Responsible Disclosure

At Gorman Consulting, we consider the security of our systems—our computers, servers, websites, etc.— a top priority. But no matter how much effort we put into system security, there can still be vulnerabilities (i.e., weaknesses or flaws) present. If you discover a vulnerability (e.g., unpatched software, open ports, misconfigured security settings), we would like to know about it so we can address it before there is an incident. Below, we summarize instructions for what you should do if you identify a vulnerability followed by how we will respond.
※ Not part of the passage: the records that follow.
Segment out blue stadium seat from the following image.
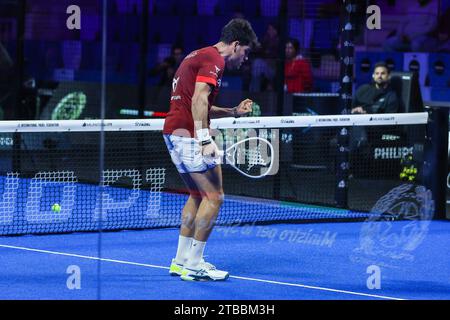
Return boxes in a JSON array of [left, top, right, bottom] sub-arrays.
[[197, 0, 219, 16], [403, 52, 429, 86], [221, 76, 242, 90], [431, 87, 450, 102], [80, 41, 102, 70], [378, 52, 403, 71], [118, 43, 139, 76], [428, 53, 450, 90], [260, 0, 280, 17], [181, 17, 205, 48], [313, 18, 339, 49], [153, 0, 178, 16], [175, 0, 198, 16], [218, 0, 241, 17], [148, 16, 181, 44]]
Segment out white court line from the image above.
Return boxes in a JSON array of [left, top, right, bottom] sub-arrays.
[[0, 244, 405, 300]]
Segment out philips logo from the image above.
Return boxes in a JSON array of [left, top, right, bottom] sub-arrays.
[[134, 122, 152, 127]]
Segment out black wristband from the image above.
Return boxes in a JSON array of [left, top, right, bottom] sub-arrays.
[[233, 107, 241, 118], [200, 139, 211, 147]]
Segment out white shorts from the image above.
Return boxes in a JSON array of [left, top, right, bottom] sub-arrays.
[[163, 134, 221, 173]]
If you identify a vulnerability, we kindly ask that you: 

  • E-mail a description of the issue to security@gormanconsulting.org, including sufficient information to reproduce the problem. Usually, the IP address or the URL of the affected system and a description of the vulnerability will be sufficient, but complex vulnerabilities may require further explanation. 
  • Not take advantage of the vulnerability or problem you have discovered. For example, refrain from downloading more data than necessary to demonstrate the vulnerability or deleting/modifying/sharing other people’s data.
  • Not reveal the problem to others until it has been resolved.
  • Do no harm.

In response, we will: 

  • Respond to your report within 5 business days with our evaluation of the report and an expected resolution date. We will subsequently keep you informed on our progress. 
  • Not take any legal action against you if you have followed the instructions above.
  • Handle your report with strict confidentiality and not pass on your personal details to third parties without your permission.
  • For public disclosure concerning the problem reported, give your name as the discoverer of the problem (unless you desire otherwise).
  • As a token of our appreciation, offer a reward for issues that 1) were not yet known to our security team and 2) have a contextualized vulnerability score of medium or higher according to the NIST CVSS 4.0 framework. The amount of the reward will be determined based on the severity of the leak and the quality of the report with a minimum of $50.

Please don’t hesitate to reach out to the email above with any questions.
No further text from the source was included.